Amgen tosses back unwanted bispecific to Xencor as KRAS data on track for 2020 readout

Amgen has culled a bispecific drug it picked up in a $1.7 billion biobucks deal with Xencor.  

In its second-quarter results, the biopharma said: “Phase 1 development of AMG 424, a CD38-CD3 XmAb antibody has been stopped, with rights reverting to Xencor.”

Amgen nabbed the preclinical asset back in 2015 as part of an early-stage, bispecific six-drug development deal with Xencor. Under the deal, Amgen paid just $45 million upfront to use its R&D tech on some preclinical antibodies designed to harness the body's natural defenses.

The pact was worth up to $1.7 billion in biobucks.

Xencor had been the biotech partner of choice for a number of Big Pharmas but was beginning to fall out of favor. In January last year, Novartis also returned the rights to a bispecific antibody it had licensed as part of a 2016 deal worth up to $2.41 billion.

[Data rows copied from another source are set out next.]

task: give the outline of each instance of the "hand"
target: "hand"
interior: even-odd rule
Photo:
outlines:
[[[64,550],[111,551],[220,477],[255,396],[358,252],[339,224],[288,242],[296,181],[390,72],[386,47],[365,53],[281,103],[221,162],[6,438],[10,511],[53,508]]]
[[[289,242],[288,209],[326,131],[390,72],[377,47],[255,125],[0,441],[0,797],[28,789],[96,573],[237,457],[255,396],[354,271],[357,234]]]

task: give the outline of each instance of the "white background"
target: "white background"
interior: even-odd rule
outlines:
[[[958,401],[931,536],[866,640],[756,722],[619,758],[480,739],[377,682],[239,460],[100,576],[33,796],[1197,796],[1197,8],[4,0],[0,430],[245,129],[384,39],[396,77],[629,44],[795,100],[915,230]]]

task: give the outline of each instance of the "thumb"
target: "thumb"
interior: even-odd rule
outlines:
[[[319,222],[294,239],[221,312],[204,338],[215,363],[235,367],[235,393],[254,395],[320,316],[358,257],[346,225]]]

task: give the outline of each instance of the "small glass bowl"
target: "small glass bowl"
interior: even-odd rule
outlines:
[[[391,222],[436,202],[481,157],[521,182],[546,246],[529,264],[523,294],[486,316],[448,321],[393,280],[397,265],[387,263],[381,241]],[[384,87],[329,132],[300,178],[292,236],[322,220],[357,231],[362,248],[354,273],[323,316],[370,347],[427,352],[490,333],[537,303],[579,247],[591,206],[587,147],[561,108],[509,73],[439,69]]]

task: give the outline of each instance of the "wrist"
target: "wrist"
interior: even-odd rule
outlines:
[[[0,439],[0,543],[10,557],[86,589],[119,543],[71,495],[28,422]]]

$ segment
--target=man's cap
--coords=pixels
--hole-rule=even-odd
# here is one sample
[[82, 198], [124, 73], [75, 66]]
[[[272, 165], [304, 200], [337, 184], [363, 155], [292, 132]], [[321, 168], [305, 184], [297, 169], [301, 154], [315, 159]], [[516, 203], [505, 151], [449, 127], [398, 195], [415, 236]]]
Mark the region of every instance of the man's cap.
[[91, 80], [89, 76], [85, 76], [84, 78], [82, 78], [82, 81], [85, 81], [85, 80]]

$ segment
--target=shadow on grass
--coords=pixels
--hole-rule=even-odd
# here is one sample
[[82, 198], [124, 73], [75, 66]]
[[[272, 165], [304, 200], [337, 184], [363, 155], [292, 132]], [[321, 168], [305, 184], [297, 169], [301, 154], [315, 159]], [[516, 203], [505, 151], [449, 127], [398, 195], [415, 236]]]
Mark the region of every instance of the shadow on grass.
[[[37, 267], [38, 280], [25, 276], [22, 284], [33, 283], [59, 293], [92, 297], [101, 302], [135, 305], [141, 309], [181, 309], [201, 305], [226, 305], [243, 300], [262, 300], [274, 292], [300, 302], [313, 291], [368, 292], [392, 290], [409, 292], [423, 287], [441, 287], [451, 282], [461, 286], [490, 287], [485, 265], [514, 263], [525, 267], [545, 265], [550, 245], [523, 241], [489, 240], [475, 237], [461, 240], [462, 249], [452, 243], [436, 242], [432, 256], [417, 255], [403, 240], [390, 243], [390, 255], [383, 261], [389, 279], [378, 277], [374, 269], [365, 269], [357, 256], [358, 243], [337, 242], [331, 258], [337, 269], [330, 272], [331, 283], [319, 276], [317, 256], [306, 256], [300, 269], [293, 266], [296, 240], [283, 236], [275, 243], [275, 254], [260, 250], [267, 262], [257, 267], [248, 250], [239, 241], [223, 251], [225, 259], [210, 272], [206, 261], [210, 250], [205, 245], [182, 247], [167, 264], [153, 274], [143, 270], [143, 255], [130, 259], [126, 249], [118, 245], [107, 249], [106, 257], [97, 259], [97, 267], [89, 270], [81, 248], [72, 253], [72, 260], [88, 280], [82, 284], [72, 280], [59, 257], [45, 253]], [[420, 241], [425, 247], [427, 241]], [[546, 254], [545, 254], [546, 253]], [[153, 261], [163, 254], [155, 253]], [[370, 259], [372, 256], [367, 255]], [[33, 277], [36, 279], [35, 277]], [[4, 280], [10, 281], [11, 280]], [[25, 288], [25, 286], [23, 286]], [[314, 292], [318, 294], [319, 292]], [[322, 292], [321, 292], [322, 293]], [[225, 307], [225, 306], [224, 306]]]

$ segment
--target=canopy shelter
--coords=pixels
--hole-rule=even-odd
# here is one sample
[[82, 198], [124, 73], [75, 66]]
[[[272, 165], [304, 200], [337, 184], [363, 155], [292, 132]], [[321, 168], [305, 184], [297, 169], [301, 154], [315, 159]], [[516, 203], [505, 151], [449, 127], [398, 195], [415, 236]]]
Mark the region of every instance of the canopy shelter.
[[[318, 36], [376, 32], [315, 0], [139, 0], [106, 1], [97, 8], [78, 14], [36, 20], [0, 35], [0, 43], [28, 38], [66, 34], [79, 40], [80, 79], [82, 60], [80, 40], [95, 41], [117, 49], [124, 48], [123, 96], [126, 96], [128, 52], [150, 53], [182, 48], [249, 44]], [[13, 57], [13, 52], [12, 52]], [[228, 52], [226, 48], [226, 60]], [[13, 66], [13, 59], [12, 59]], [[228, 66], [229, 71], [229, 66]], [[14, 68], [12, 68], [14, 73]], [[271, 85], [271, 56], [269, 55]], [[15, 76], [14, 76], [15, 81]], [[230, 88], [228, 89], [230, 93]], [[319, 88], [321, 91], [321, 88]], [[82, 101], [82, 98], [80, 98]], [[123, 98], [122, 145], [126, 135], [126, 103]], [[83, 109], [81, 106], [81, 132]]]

A few months down the line, and the biotech was hit again after a second asset from that deal, in development for acute myeloid leukemia, hit a snag in the form of a partial clinical hold from the FDA. This came after a failed phase 2 test in lupus for the company in 2018.

But things had started to turn around: After working with Xencor to change the study protocol, the FDA lifted the partial clinical hold April 30.

And although Xencor lost Novartis as a partner on one of its programs, it picked up a new partner, licensing its preclinical-stage IL-15 cytokine therapeutics to Genentech for $120 million upfront in February last year.

Since then, Xencor has inked an R&D deal with Astellas and started phase 1 studies for two more bispecific antibodies in advanced solid tumors: XmAb2314, which targets PD-1 and ICOS, and XmAb22841, which targets CTLA-4 and LAG-3. The latter treatment is being tested in combination with Keytruda in an effort to block three checkpoints at once.

But the Amgen cull was still a hard hit for the biotech in the short term, with its shares off nearly 5% after-hours Tuesday on the news.

Meanwhile, one of the most keenly watched cancer drugs in development, KRAS drug AMG 510 (now known as sotorasib) is still on track to deliver data from a potentially pivotal phase 2 monotherapy study in patients with advanced non-small cell lung cancer (NSCLC) in the coming months, despite ongoing pandemic disruptions to trials.

Amgen also noted its phase 3 CodeBreaK 200 study comparing sotorasib to docetaxel is also now “enrolling patients with advanced NSCLC,” while it has six phase 1 combination cohorts also enrolling.

Sales for Amgen grew 6% to $6.2 billion for the second quarter.